Man cuts Canadian schoolgirl's hijab in 'cowardly' attack
An 11-year-old girl was assaulted in Toronto on Friday by a man who twice tried to cut off her hijab with scissors and then fled, police said.
Khawlah Noman told reporters that she was walking to school with her younger brother when the man came at her with scissors.
"He tried cutting (off) my hijab two times," she said. "I felt really scared and confused. I didn't feel comfortable that people are doing this."
Police described the assailant as an Asian male wearing a black hoodie and glasses. He was said to be about 20, nearly six feet tall and with a medium build.
Authorities are investigating the incident, which occurred at about 9am (2pm GMT) near the Pauline Johnson school in Toronto's east side, police spokeswoman Katrina Arrogante told AFP.
Constable Jenifferjit Sidhu told a press conference that Noman had turned and confronted her assailant, making loud noises to scare him off and then she ran away with her little brother in tow.
Afterward, according to Sidhu, the girl noticed a 12-inch cut from the bottom up on the back of her hijab.
She and her brother joined a group of other students also walking to school, for safety, but the siblings became separated from the group and from each other at an intersection crossing.
At that moment, less than 10 minutes after the first assault, the same man suddenly returned. Smiling, he allegedly tried again to cut off her hijab, before fleeing.
"This is a cowardly act of hatred.
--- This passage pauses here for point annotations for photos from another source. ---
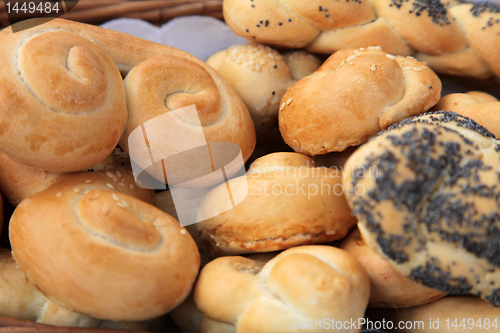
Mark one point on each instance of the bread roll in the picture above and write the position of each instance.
(426, 197)
(260, 75)
(452, 36)
(302, 284)
(285, 201)
(351, 97)
(18, 181)
(20, 299)
(79, 122)
(101, 252)
(482, 107)
(388, 287)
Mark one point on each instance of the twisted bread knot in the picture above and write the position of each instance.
(306, 283)
(352, 96)
(452, 37)
(430, 202)
(64, 107)
(315, 210)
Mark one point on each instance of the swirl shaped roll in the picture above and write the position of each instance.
(62, 103)
(103, 253)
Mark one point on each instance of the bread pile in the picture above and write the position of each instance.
(451, 36)
(358, 196)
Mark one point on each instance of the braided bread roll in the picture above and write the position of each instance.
(63, 103)
(354, 95)
(20, 299)
(261, 76)
(100, 252)
(305, 283)
(482, 107)
(426, 197)
(452, 37)
(288, 202)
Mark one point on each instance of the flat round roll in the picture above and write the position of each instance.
(425, 193)
(351, 97)
(388, 287)
(479, 106)
(283, 201)
(66, 125)
(452, 36)
(103, 253)
(261, 76)
(301, 285)
(20, 299)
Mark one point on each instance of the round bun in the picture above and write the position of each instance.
(452, 36)
(261, 76)
(283, 201)
(351, 97)
(55, 122)
(20, 299)
(425, 198)
(479, 106)
(388, 287)
(103, 253)
(305, 283)
(69, 109)
(18, 181)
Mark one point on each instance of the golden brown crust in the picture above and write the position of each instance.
(482, 107)
(18, 181)
(63, 148)
(351, 97)
(142, 263)
(289, 203)
(453, 37)
(260, 75)
(388, 287)
(20, 299)
(425, 196)
(305, 282)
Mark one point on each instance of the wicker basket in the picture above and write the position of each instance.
(154, 11)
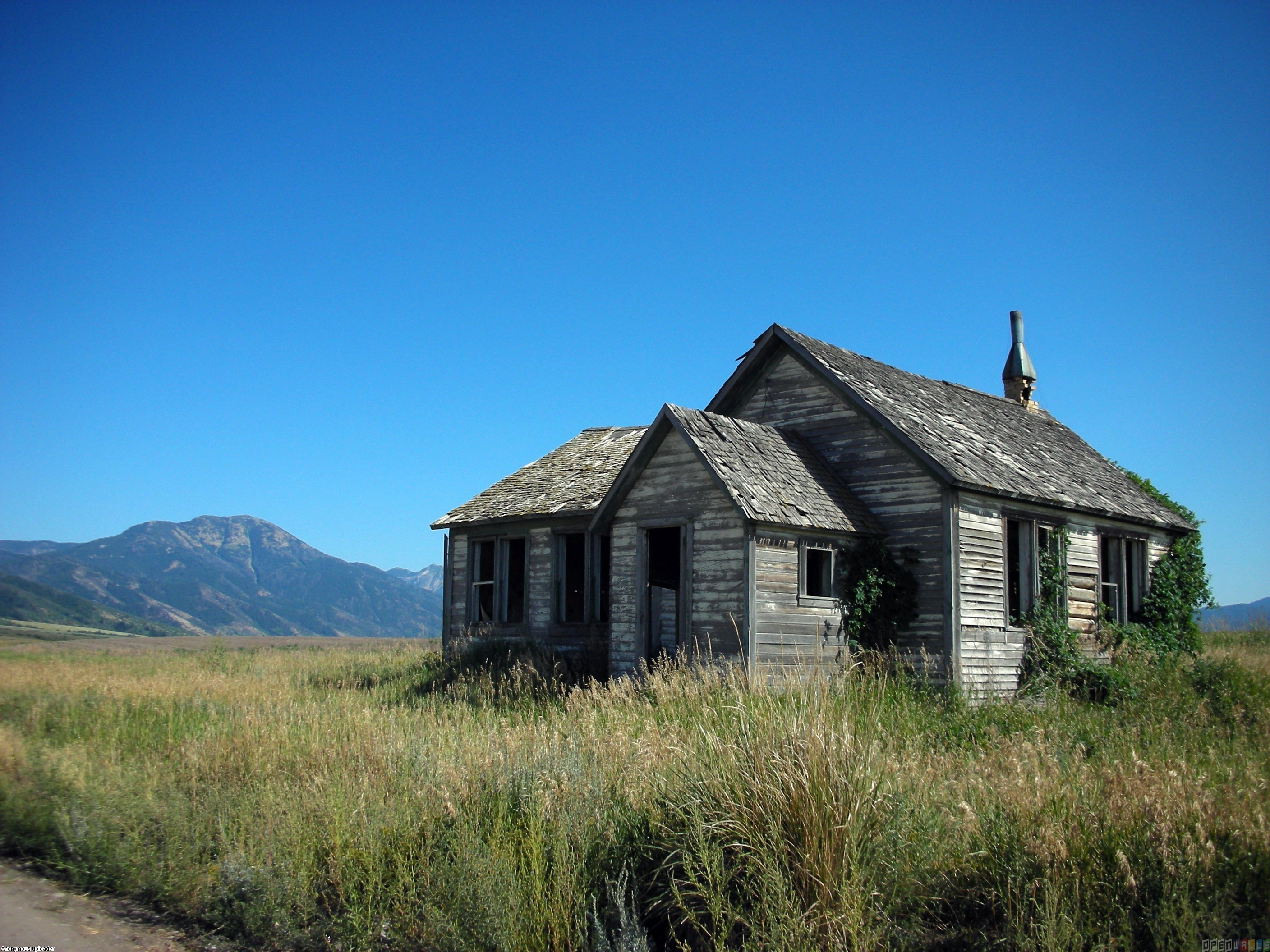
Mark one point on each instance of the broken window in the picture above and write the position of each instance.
(818, 573)
(1020, 568)
(483, 581)
(572, 577)
(1124, 577)
(514, 581)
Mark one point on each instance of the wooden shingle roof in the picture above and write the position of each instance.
(771, 474)
(572, 479)
(978, 441)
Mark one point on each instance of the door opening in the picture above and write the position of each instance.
(662, 607)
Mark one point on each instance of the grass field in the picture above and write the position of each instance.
(370, 797)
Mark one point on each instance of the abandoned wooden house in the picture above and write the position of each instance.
(718, 530)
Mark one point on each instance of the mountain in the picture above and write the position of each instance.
(233, 576)
(37, 548)
(31, 602)
(428, 578)
(1249, 615)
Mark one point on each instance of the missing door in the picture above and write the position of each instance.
(665, 574)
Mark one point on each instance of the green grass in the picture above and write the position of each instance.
(335, 797)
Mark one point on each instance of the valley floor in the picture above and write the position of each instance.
(342, 794)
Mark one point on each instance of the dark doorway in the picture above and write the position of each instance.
(665, 548)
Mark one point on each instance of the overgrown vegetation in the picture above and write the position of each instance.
(343, 799)
(1168, 626)
(1179, 584)
(878, 593)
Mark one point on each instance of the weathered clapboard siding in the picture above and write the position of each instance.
(1082, 577)
(540, 579)
(990, 660)
(458, 583)
(790, 631)
(982, 583)
(903, 497)
(676, 485)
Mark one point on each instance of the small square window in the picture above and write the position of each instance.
(818, 573)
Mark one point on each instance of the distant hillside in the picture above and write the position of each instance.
(1249, 615)
(427, 578)
(233, 576)
(32, 602)
(37, 548)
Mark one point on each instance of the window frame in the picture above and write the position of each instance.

It does not represent who we are (as Canadians)," Ontario Premier Kathleen Wynne said in a Twitter message.
"We must stand firm in our support of this young girl who was assaulted simply for wearing a hijab," she said.
The school serves nearly 300 kindergarten to grade six students "of diverse cultural and socio-economic backgrounds," according to the local school board.
More than two-thirds speak a language other than English at home.
Hate crimes targeting Muslims doubled between 2012 and 2014 across Canada, and in January last year six Muslim men were killed in an attack on a Quebec City mosque.
Community members called for greater action to combat hate speech, and in March, Canada's parliament passed a motion condemning Islamophobia and all other forms of systemic racism.
Canada also vowed to open its arms to Muslim refugees after Trump's controversial immigration ban prompted outrage around the world.
Last month, a legal challenge forced Quebec to suspend plans to ban the niqab face veil.